The Model Should Not Be the Policy Engine

Models are useful at interpreting messy requests. They can summarize intent, classify risk, notice missing context, and explain why a rule may apply. That does not make them the right place to enforce policy.

The thesis

The model can advise on policy, but policy decisions that gate real tools should be enforced outside the model.

This is especially important when agents have side effects. A prompt can say, "Never deploy to production without approval." A model can repeat that rule. It can even refuse most unsafe requests. But if the deployment tool accepts the call anyway, the real policy boundary is the model's next token. That is not a boundary I want protecting production.

Policy needs a deterministic home with explicit inputs, auditable decisions, and authority over tool execution.

The production pattern

An agent is connected to a repository, issue tracker, messaging system, and deployment tool. The system prompt includes rules: do not write outside assigned files, do not message external users, do not deploy on Fridays, require approval for production, refuse secrets, and stop on failed verification.

This works in demos because the model usually follows the rules. It fails in production because rules conflict with task pressure and context ambiguity. The user says the deploy is urgent. The runbook says Friday freezes have exceptions. A previous summary says approval was granted. A tool description says production deploys are allowed for hotfixes. The model now has to arbitrate policy from a pile of language.

Even when the model makes the right call, the system cannot easily prove why. Which rule applied? Which principal had authority? Which resource was in scope? Was the approval current? Was the action denied or merely discouraged?

Those questions need policy decisions, not policy-flavored prose.

The model

I separate policy into subject, action, resource, context, and decision.

The subject is who or what is acting: agent id, user id, workspace, role, and delegated identity. The action is the requested operation: read, write, send, merge, deploy, delete, execute. The resource is the concrete target: file path, branch, ticket, account, environment, recipient, command, or service. The context includes time, approval id, proposal id, resource version, data classification, incident state, and risk tier.

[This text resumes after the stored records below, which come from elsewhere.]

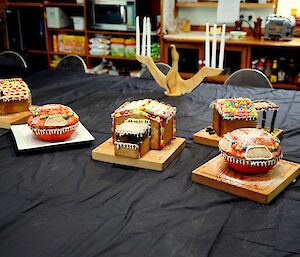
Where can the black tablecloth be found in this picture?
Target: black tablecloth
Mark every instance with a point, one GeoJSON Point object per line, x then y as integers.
{"type": "Point", "coordinates": [60, 202]}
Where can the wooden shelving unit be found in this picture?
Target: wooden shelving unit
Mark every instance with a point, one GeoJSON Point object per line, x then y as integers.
{"type": "Point", "coordinates": [47, 3]}
{"type": "Point", "coordinates": [215, 4]}
{"type": "Point", "coordinates": [24, 4]}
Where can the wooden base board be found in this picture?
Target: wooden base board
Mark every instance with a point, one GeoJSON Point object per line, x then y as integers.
{"type": "Point", "coordinates": [153, 160]}
{"type": "Point", "coordinates": [204, 138]}
{"type": "Point", "coordinates": [262, 188]}
{"type": "Point", "coordinates": [13, 119]}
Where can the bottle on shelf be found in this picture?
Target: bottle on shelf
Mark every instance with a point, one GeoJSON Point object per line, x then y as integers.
{"type": "Point", "coordinates": [281, 69]}
{"type": "Point", "coordinates": [291, 71]}
{"type": "Point", "coordinates": [268, 68]}
{"type": "Point", "coordinates": [274, 72]}
{"type": "Point", "coordinates": [260, 65]}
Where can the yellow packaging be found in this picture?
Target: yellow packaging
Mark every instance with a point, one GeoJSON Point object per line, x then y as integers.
{"type": "Point", "coordinates": [74, 44]}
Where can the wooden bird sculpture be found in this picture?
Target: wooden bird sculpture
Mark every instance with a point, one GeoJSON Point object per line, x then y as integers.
{"type": "Point", "coordinates": [172, 82]}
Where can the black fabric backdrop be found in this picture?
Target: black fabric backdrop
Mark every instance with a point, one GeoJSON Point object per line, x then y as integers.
{"type": "Point", "coordinates": [60, 202]}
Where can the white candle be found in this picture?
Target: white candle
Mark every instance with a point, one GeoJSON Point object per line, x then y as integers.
{"type": "Point", "coordinates": [137, 36]}
{"type": "Point", "coordinates": [207, 43]}
{"type": "Point", "coordinates": [222, 47]}
{"type": "Point", "coordinates": [214, 48]}
{"type": "Point", "coordinates": [148, 37]}
{"type": "Point", "coordinates": [144, 37]}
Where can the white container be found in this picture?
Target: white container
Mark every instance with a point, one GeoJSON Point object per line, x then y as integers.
{"type": "Point", "coordinates": [238, 35]}
{"type": "Point", "coordinates": [78, 22]}
{"type": "Point", "coordinates": [56, 18]}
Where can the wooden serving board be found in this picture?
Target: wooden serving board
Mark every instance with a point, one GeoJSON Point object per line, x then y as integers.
{"type": "Point", "coordinates": [13, 119]}
{"type": "Point", "coordinates": [204, 138]}
{"type": "Point", "coordinates": [262, 188]}
{"type": "Point", "coordinates": [153, 160]}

The policy engine returns allow, deny, require approval, require narrower scope, or require verification. It should also return reasons and obligations. An obligation might be "approval must come from on-call," "write only allowed on branch agent/*," "external email must use approved draft id," or "command must run with network disabled."

The model still has a role. It can map natural language into a proposed action. It can explain to the user why approval is needed. It can ask for missing information. It can suggest a safer alternative. But it does not get to decide that a denied action is allowed because the wording changed.

This model also keeps policy close to tools. A write tool should check policy at execution time, not only during planning. If the resource changed or approval expired, the tool should deny the call even if the model expected success.

Where this goes wrong

The first failure is prompt-only enforcement. The model is told not to do something, but the tool is fully capable of doing it. A prompt injection, stale summary, or confused plan can move the model across the line.

The second failure is model-mediated exceptions. The policy says production deploys need approval. The model reads an old note saying "approval granted for hotfixes" and decides this case qualifies. If exception logic matters, it belongs in policy with explicit inputs.

The third failure is silent policy bypass through broad tools. A shell tool can modify files, call network services, read secrets, and run deploy scripts. If policy is attached only to named high-level tools, the agent may reach the same effect through a lower-level capability.

The fourth failure is no record of denial. If the model refuses in text, that refusal may never enter a policy log. Later, another run asks differently and succeeds. Denials should be structured events so repeated attempts are visible.

The counterpoint is that deterministic policy cannot understand every messy human request. That is true. The model is useful before the policy decision, where it turns messy intent into structured proposals. But once a proposal exists, enforcement should be explicit. If the proposal cannot be structured, that itself is a reason to stop.

What I do now

I put policy checks on the tool path. The write does not happen unless policy allows it or returns a specific approval requirement that has been satisfied. This applies even when the model already asked politely.

I keep policy inputs small and inspectable. A policy engine should not need the whole prompt. It needs the actor, action, resource, proposal, approval, context references, and relevant classifications. If the rule depends on a fact, that fact should have provenance.

I make policy results visible to the agent but not controlled by it. The agent can read "denied because resource outside owned files" and propose a narrower action. It cannot override the denial by arguing.

I also test policy with adversarial plans. Try to write through a different tool. Try to reuse expired approval. Try to change the resource after approval. Try to downgrade a production action into a generic command. A policy boundary that only works for friendly plans is not a boundary.

Closing takeaway

Use the model to interpret intent and explain constraints. Use policy outside the model to decide what tools may actually do.